Meta, the new parent company name for Facebook, has already teased potentially letting Trump continue in January. The platform said the temporary suspension of Trump would be reviewed in 2023, two years after it was put in place.
“It’s likely that Meta is going to recover Donald Trump’s Facebook account, but it’s not certain, there’s clearly a window of engagement there. It’s a guarantee that they will restore his Facebook account if Twitter does, that’s a fact,” Carusone said.
Allowing Trump, or other figures who have been banned, to return could play a key role leading up to the 2024 election, and in earlier contests.
Carusone said Twitter changing hands could affect the midterm races, and the narrative of their results, pending completion of the deal by the new October deadline.
“I don’t think he’s going to allow Twitter to enforce these policies early, not even immediately. So I think the effects will be less, certainly, in the interim than they will be for 2024, but they will feel them.
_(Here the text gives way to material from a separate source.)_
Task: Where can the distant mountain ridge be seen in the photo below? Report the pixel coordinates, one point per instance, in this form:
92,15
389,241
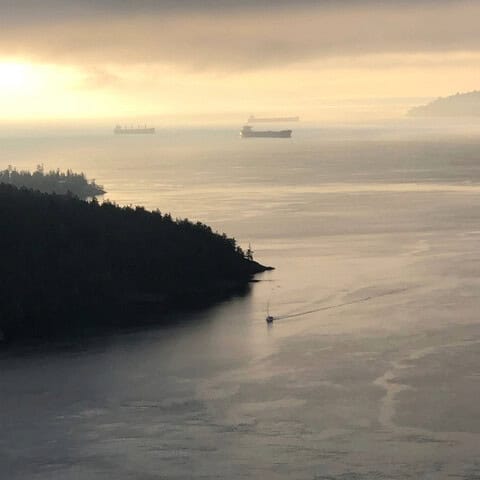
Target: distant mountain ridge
459,105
Especially in the races like are very dense and contentious, he said.
While figures on the left bemoan the potential changes, Musk’s vision for Twitter has been embraced by the right. Republicans, including Rep. Jim Jordan (R-Ohio), who is poised to take control of the House Judiciary Committee if the GOP wins the House in November, cheered Musk’s pressure to buy the company.
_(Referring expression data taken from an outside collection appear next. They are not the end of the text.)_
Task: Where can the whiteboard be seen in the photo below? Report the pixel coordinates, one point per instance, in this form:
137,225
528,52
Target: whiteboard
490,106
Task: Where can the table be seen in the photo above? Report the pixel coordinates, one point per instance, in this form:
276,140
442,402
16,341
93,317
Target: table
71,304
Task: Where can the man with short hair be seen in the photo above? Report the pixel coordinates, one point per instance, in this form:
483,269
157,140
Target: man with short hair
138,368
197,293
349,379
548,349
“Two things the left hates: Elon Musk and the First Amendment,” Jordan tweeted Wednesday.
Musk’s renewed takeover efforts come as online content moderation faces a tipping point.
Motivated by accusations that tech companies are censoring content with an anti-conservative bias, Republican-led states are trying to put laws in place that would tie the hands of those companies when they try to remove posts or accounts that violate their policies. Florida and Texas are locked in legal challenges with tech industry groups over the laws, and one of the cases is expected to end up before the Supreme Court.
Meanwhile, another case involving technology companies’ controversial liability shield, Section 230 of the Communications Decency Act, is already scheduled to be heard by the nation’s Supreme Court this session.
“The social media industry is now subject to a sort of legal quagmire with people coming at it from very different directions, but all of these approaches, these abuses threaten how the social media industry does business — and I think Elon Musk is a third threat,” Barrett said . “He’s not legislation, and he’s not litigation, but he’s a threat via a volatile personality who’s going to own a big platform and possibly disrupt the general direction toward more self-regulation from that part of that platform in particular.